Они встретились только в 1988 году в Соединенных Штатах. Бродский к тому времени уже успел стать нобелевским лауреатом.
Вот как описывает эту встречу Хейфец в книге Валентины Полухиной «Иосиф Бродский глазами современников»: «Иосиф казался в США уже не диковато-отчужденным юношей, как в Питере, а простым и благожелательным хозяином. Едва ли не первое, что выговорил при встрече после многолетней разлуки: „Миша, ты привез что-нибудь свое в Америку? Может, хочешь, чтоб я порекомендовал в свое издательство?“ Сам бы я ни о чем его не просил, не так воспитан, но раз уж он предлагает… Со мной как раз в Америке рукопись „Путешествие из Дубровлага в Ермак“, и через день мне позвонили из „его“ издательства…
Ничего из проекта не вышло, что закономерно (не американская это книга), но запомнилось, с какой охотой и удовольствием он оказывал мне покровительство. Вот тут была его истинная стихия! А обратный вариант он не терпел»…
Помогать он действительно любил. После освобождения из ссылки целыми днями ходил по друзьям и знакомым и с упоением читал стихи — истосковался по слушателям. Поздно вечером пришел к поэтессе Наталье Грудининой, самоотверженно защищавшей его на суде.
— Наташа, можно я новые стихи почитаю?
— У меня, Ося, дочь заболела. Очень высокая температура. Она вся горит. Не знаю, что с ней. Завтра повезу ее в больницу. Я так беспокоюсь.
Бродский посмотрел на ребенка и сказал:
— Я ухожу, ухожу. Не до стихов. Не до стихов.

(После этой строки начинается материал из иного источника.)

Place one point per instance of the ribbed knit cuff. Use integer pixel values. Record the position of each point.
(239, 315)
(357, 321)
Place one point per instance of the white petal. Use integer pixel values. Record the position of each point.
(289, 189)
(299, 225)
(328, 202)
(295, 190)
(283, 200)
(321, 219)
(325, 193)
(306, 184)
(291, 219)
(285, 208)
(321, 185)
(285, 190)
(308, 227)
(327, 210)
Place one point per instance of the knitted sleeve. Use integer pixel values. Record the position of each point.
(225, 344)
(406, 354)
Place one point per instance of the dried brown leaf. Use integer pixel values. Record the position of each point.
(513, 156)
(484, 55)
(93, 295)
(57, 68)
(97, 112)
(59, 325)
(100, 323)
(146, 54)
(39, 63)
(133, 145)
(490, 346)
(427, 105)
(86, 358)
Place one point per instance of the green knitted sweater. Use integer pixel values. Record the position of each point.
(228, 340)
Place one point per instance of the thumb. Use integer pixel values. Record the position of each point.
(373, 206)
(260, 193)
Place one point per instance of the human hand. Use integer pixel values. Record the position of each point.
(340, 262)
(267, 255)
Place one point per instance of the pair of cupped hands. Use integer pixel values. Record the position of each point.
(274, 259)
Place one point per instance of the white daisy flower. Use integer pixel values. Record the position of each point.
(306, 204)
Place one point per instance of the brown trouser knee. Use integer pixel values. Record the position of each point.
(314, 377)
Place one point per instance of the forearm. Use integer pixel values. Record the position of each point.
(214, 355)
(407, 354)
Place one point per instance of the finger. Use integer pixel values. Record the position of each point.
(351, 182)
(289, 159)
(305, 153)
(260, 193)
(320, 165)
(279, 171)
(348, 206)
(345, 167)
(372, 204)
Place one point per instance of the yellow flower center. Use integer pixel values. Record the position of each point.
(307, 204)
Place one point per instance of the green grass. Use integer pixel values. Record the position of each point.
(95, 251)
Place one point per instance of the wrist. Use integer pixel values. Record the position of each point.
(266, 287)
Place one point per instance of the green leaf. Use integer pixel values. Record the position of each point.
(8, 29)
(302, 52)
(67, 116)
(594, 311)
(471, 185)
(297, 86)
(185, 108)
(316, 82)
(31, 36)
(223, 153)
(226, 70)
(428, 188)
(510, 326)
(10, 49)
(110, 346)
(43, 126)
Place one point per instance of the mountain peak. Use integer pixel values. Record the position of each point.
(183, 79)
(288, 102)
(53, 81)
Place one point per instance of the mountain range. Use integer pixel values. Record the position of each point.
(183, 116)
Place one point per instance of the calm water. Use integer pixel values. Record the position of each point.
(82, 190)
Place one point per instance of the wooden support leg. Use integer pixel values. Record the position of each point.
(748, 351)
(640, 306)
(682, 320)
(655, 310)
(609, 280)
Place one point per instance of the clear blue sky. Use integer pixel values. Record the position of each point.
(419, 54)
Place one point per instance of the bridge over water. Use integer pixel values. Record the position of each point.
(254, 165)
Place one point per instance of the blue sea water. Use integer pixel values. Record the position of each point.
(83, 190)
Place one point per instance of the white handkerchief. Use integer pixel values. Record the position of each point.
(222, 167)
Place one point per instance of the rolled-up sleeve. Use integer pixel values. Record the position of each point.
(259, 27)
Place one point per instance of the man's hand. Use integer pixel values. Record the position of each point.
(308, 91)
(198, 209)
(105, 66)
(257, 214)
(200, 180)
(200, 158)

А потом потрясенной Грудининой всю ночь звонили доктора и профессора. Выяснилось, что у Бродского мать медик, и у нее были нужные адреса и телефоны. Иосиф всю ночь ездил по этим адресам, будил людей и говорил: «Я Бродский, — а его тогда уже все знали, — нужно помочь одной женщине. У нее дочь больна».
И в ту же ночь к Грудининой приехали сразу несколько врачей, в том числе специалист — фтизиатр. У девочки обнаружили скрытую форму крупозного воспаления легких. Ей сразу дали сильный антибиотик, и все обошлось. А ведь еще немного промедления — и Грудинина потеряла бы дочь.
Вот каким человеком был Бродский, которого мало знавшие его люди считали холодным, высокомерным и расчетливым. Когда он получил Нобелевскую премию, то сразу половину денег роздал, помогая всем, кто нуждался в помощи.
Конечно, были и обиды, вызванные по большей части его высокими требованиями к людям. Если что-то в человеке ему не нравилось, он сразу ощетинивался, становился нелюбезным и даже хамил. В Америке ему почти удалось изжить этот недостаток.
Дело также и в том, что развивался Бродский быстро и интенсивно. На месте не сидел с юности. В восьмом классе ушел из школы, после чего колесил по стране и перепробовал множество профессий. Сам Бродский говорил, что «уезжаешь не куда-то, а от чего-то». Жил он на четвертой скорости, сжигая себя, и назло своей болезни курил беспрерывно. В университете всегда начинал лекцию с того, что, взойдя на кафедру, доставал сигарету, срывал с нее фильтр и демонстративно его выбрасывал.
Вся его — жизнь это стремительный бег к какой-то неведомой ему самому цели. Позади оставались города и страны, возлюбленные и друзья. Все эти потери были неважны для него. Он никогда не придавал значения прошлому. Важно было лишь то, что его муза всегда была с ним. Менялась обстановка, менялось и окружение. Лишь очень немногие прошли с ним весь путь от начала и до конца. Он писал: «Я люблю немногих. Однако сильно». Кто были эти немногие? В Америке Лосев, Барышников, Сумеркин.
Лев Лосев составил список «самых-самых». Их оказалось двадцать человек. А если этот список сузить? Людмила Штерн назвала ближайших друзей юности Бродского. Ее список: Рейн, Голышев, Сергеев и Гордин. А если составить некий метафизический вневременной список, то кто в нем окажется? У меня получилось: Ахматова, Оден, М.Б. и жена Мария. Не так уж много.
Судя по всему, больше всего на свете Бродский любил поэзию и женщин. Людмила Штерн утверждает, что «амплуа Бродского — это молчаливые загадочные блондинки, а не языкатые брюнетки в очках». Да он и сам писал:
Вообще-то я люблю блондинок.
Я, кажется, в душе брюнет
или начищенный ботинок,
и светлого пятна в ней нет.
Это не совсем верно. Брюнеток он тоже любил. К женщинам он относился как к произведениям искусства. Считал, что они существуют для любования. Поклонниц у него было огромное количество, и хотя его донжуанский список не составлен, но он, без сомнения, подлиннее, чем у Пушкина.